Dutch retailer Ahold on Monday sold a Brazilian supermarket chain to the world's biggest company, Wal-Mart Stores, as it cuts debts and focuses on core markets in Europe and the United States.
Ahold said it was selling the Bompreco retail chain to the US retail giant and the Hipercard credit card organisation to local bank Unibanco. The assets together are worth about $500 million.
The amount was in line with analysts' expectations and puts the world's third-largest retailer on track to meet an asset disposal goal of 2.5 billion euros by 2005. Two US retail chains and activities in Spain and Argentina are still on the block.
Ahold's other Brazilian stores chain, G. Barbosa, is not included in the deal.
An Ahold spokesman said the Dutch retailer, which pulled back from the brink last year after a billion-euro profit overstatement scandal, was getting roughly the enterprise value as gross proceeds.
Wal-Mart said in a separate statement it had acquired Bompreco assets worth $300 million. It did not say how much cash it was paying or how much debt it was taking over.
"This is good news and the amount is in line with expectations," said analyst Fernand de Boer at ING Markets.
Ahold shares rose 3.9 percent to 6.95 euros at 1321 GMT, for a gain so far this year of 10 percent after a 42 percent loss over 2003.
Bompreco has 118 hyper-markets and supermarkets with a leading position in north-eastern Brazil. Hipercard is the biggest credit card in north-eastern Brazil, with over two million cardholders.
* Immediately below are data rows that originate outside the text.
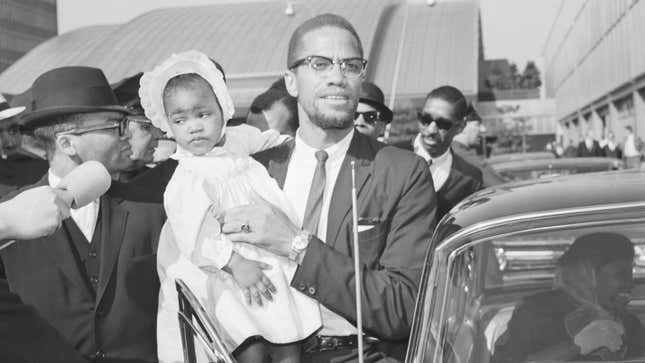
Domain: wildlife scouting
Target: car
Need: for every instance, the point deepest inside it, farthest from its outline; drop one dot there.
(499, 158)
(500, 250)
(546, 168)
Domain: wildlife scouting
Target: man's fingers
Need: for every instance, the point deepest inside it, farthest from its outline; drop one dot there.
(267, 282)
(65, 196)
(242, 237)
(264, 290)
(247, 296)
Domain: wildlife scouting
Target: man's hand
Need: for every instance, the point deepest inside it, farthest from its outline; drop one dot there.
(250, 276)
(262, 225)
(598, 334)
(34, 213)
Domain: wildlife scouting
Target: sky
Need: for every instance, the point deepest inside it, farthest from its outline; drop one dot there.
(513, 29)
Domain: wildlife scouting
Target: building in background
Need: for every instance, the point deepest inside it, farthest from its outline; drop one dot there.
(595, 67)
(23, 25)
(411, 47)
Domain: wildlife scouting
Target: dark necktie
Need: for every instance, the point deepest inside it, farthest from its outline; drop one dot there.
(314, 202)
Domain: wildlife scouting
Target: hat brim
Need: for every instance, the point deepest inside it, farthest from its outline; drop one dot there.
(11, 112)
(385, 111)
(38, 118)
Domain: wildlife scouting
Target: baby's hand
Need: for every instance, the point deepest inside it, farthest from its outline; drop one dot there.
(252, 280)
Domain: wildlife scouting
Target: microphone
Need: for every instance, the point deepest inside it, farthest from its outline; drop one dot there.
(357, 268)
(86, 183)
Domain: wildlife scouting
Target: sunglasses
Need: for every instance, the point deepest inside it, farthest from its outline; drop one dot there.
(370, 117)
(426, 119)
(350, 67)
(121, 125)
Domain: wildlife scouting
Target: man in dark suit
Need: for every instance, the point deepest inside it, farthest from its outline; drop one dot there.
(24, 335)
(396, 203)
(444, 115)
(94, 279)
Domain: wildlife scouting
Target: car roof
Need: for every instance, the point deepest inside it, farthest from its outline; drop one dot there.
(532, 164)
(579, 190)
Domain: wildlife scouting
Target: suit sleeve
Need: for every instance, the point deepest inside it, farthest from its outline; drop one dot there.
(148, 187)
(389, 289)
(26, 337)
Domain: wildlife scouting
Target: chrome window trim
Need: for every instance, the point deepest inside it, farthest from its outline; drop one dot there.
(457, 237)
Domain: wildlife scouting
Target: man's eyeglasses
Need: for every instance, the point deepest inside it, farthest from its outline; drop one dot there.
(370, 117)
(121, 125)
(426, 119)
(350, 67)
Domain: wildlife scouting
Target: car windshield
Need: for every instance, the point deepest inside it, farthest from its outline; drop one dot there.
(540, 297)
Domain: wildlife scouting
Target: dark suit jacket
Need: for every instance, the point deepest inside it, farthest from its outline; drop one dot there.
(464, 179)
(395, 193)
(583, 151)
(489, 176)
(119, 319)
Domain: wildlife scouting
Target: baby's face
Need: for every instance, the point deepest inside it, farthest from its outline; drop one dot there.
(195, 117)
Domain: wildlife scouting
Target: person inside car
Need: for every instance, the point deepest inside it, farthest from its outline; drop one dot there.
(585, 316)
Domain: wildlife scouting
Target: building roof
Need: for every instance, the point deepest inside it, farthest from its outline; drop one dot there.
(440, 43)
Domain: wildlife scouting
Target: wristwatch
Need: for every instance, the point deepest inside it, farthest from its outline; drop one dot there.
(299, 245)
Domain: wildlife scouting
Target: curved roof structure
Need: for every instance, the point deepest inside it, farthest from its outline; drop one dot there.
(409, 44)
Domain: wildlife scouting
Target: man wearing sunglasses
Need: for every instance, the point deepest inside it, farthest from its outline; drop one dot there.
(94, 279)
(444, 115)
(18, 167)
(372, 116)
(396, 203)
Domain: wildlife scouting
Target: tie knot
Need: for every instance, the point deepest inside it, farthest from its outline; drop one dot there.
(321, 156)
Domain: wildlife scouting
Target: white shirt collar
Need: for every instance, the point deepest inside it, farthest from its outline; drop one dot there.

"This acquisition demonstrates our long-term commitment to the Brazilian market and specifically to the North-eastern part of the country," said Vincent Trius, President of Wal-Mart Brazil.
The Brazilian merger authorities had blocked a sale of Bompreco and Barbosa to the same buyer. France's Carrefour and Brazil's CBD, known for its Pao de Acucar retail chain, had also been interested in Bompreco.